Nearly 70 children were among those killed when a suicide car bombing tore through buses carrying evacuees from besieged government-held towns in Syria, activists said Sunday.
Saturday's blast hit a convoy carrying residents from the northern towns of Fuaa and Kafraya as they waited at a transit point in rebel-held Rashidin, west of Aleppo.
At least 68 children were among the 126 people killed in the attack, the Syrian Observatory for Human Rights said, updating a previous toll of 112 dead.
At least 109 of the dead were evacuees, the Britain-based monitoring group said, while the rest were aid workers and rebels guarding the convoy.
The evacuations were taking place under a deal between Syria's regime and rebels that is also seeing residents and rebels transported out of Madaya and Zabadani, towns near Damascus which are surrounded by pro-government forces.
The agreement is the latest in a string of evacuation deals, which the government of President Bashar Assad says are the best way to end the violence after more than six years of civil war.
Rebels say they amount to forced relocations after years of bombardment and crippling sieges.
Body parts and the belongings of evacuees -- including clothes, dishes and even televisions -- were still strewn at the scene of the attack Sunday, an AFP correspondent said.

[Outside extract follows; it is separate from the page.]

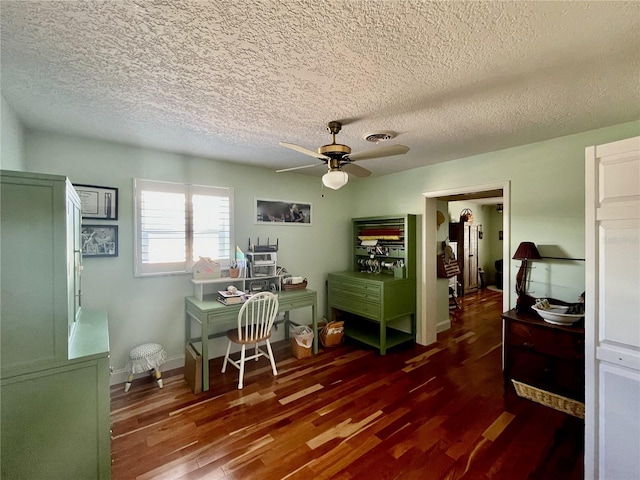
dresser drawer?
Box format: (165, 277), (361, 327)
(507, 348), (584, 401)
(506, 322), (584, 359)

The shattered buses were nearby as was the shell of a pick-up truck -- with little left but its engine block -- that was apparently used to carry out the bombing.
There was no immediate claim of responsibility for the bombing, though the key Ahrar al-Sham rebel group denied any involvement. The government blamed "terrorists" -- a catch-all term for its opponents.
The Observatory, which relies on a network of sources inside Syria to monitor the conflict, said hundreds of people were also wounded in the blast.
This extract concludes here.